1. First, let's simplify the numerator and denominator of the fraction by factoring and canceling common factors, if possible.
Numerator: 4x + 6
The GCF (greatest common factor) of 4 and 6 is 2, so we can factor out 2:
2(2x + 3)
Denominator: 16x^2 - 36
This is a difference of squares, so we can factor it as:
(4x + 6)(4x - 6)
Divisor: 4x^2 + 22x - 42
This can be factored as:
(2x - 2)(2x + 12)
2. Now, we can rewrite the expression with the factored numerator and denominator:
[2(2x + 3)] / [(4x + 6)(4x - 6)] / [(2x - 2)(2x + 12)]
3. Next, since division is the same as multiplication by the reciprocal, we can rewrite the expression as:
[2(2x + 3)] * [(2x - 2)(2x + 12)] / [(4x + 6)(4x - 6)]

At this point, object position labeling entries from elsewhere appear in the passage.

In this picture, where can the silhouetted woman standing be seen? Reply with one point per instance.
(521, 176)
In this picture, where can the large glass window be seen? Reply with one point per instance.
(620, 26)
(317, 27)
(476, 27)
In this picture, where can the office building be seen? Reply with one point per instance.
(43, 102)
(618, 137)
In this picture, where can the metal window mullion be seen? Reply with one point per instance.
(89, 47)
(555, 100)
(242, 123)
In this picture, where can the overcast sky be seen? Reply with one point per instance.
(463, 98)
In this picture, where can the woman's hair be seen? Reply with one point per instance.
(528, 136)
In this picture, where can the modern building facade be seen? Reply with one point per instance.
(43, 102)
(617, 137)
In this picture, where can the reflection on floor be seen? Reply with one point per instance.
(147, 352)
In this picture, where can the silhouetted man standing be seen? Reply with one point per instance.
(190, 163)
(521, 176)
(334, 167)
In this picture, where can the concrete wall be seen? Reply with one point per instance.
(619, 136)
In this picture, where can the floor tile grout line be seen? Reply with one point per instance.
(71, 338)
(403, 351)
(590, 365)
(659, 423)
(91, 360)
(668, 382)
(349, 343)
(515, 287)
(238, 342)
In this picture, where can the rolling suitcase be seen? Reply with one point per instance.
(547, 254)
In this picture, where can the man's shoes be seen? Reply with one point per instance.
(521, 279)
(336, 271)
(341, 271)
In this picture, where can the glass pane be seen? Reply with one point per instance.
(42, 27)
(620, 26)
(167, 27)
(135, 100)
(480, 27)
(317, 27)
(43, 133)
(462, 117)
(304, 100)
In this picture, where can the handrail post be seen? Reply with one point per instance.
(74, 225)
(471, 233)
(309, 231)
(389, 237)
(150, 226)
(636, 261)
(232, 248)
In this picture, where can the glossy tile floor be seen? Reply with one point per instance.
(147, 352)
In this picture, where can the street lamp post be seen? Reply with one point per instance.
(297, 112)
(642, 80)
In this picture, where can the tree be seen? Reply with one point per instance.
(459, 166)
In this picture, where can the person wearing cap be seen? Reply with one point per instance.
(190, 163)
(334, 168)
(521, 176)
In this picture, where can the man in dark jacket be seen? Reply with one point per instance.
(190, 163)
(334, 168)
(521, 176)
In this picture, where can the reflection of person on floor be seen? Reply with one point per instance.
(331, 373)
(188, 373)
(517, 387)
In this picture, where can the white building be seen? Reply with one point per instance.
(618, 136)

4. Then, we can cancel any common factors between the numerator and denominator. In this case, we have (2x + 3) in both the numerator and the denominator, so we can cancel it out:
[2 * 1 * (2x - 2)(2x + 12)] / [(4x + 6)(4x - 6) * 1]
5. Finally, we multiply the remaining terms together to simplify the expression:
[2(2x - 2)(2x + 12)] / [(4x + 6)(4x - 6)]
And that's the simplified form of the expression (4x+6)/(16x^2-36)/(4x^2+22x-42).